MySQL cross-device links and inability for PHP to connect....
Nico Meijer
nico.meijer at zonnet.nl
Thu Feb 10 22:23:30 PST 2005
Hi Bryan,
> This is what my "/etc/my.cnf" looks like:
This is one of mine, working with a chroot apache:
[client]
socket=/var/www/var/run/mysql/mysql.sock
[mysqld]
socket=/var/www/var/run/mysql/mysql.sock
[mysqld_safe]
open-files=1000
No hocus pocus in startup scripts needed. You can add your
skip-networking under [mysqld]. You have to create the directory first,
of course.
> if [ X"${mysql}" == X"YES" -a -x /usr/local/bin/mysqld_safe ]; then
I believe it is Michael Lucas (and me) who dislikes this kind of 'safety
net'. What happens if you set ${mysql} to YES and there is no
"/usr/local/bin/mysqld_safe"? Will your system tell you anything went
wrong?
Yes, a completely different debate. ;-)
> # Postfix chroot Settings
> if [ "X${postfix_flags}" != X"NO" ]; then
> mkdir -p /var/spool/postfix/var/run/mysql
> ln -f /var/run/mysql/mysql.sock
> /var/spool/postfix/var/run/mysql/mysql.sock
You need to change the path to mysql.sock here.

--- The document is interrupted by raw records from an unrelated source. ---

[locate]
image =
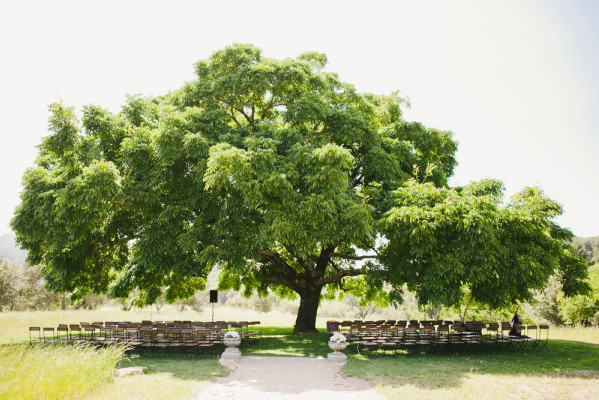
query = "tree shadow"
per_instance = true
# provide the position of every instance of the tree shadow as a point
(186, 369)
(434, 370)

> Now, MySQL starts with no problems, but the console says that I have a
> cross-device link running and when I use a basic connection script
> from PHP, it says the following:
>
> Could not connect: Can't connect to local MySQL server through socket
> '/var/run/mysql/mysql.sock' (2)
You cannot have a hard link between filesystems. Do you have a mount
point for /var/www and/or /var/run and/or /var in /etc/fstab?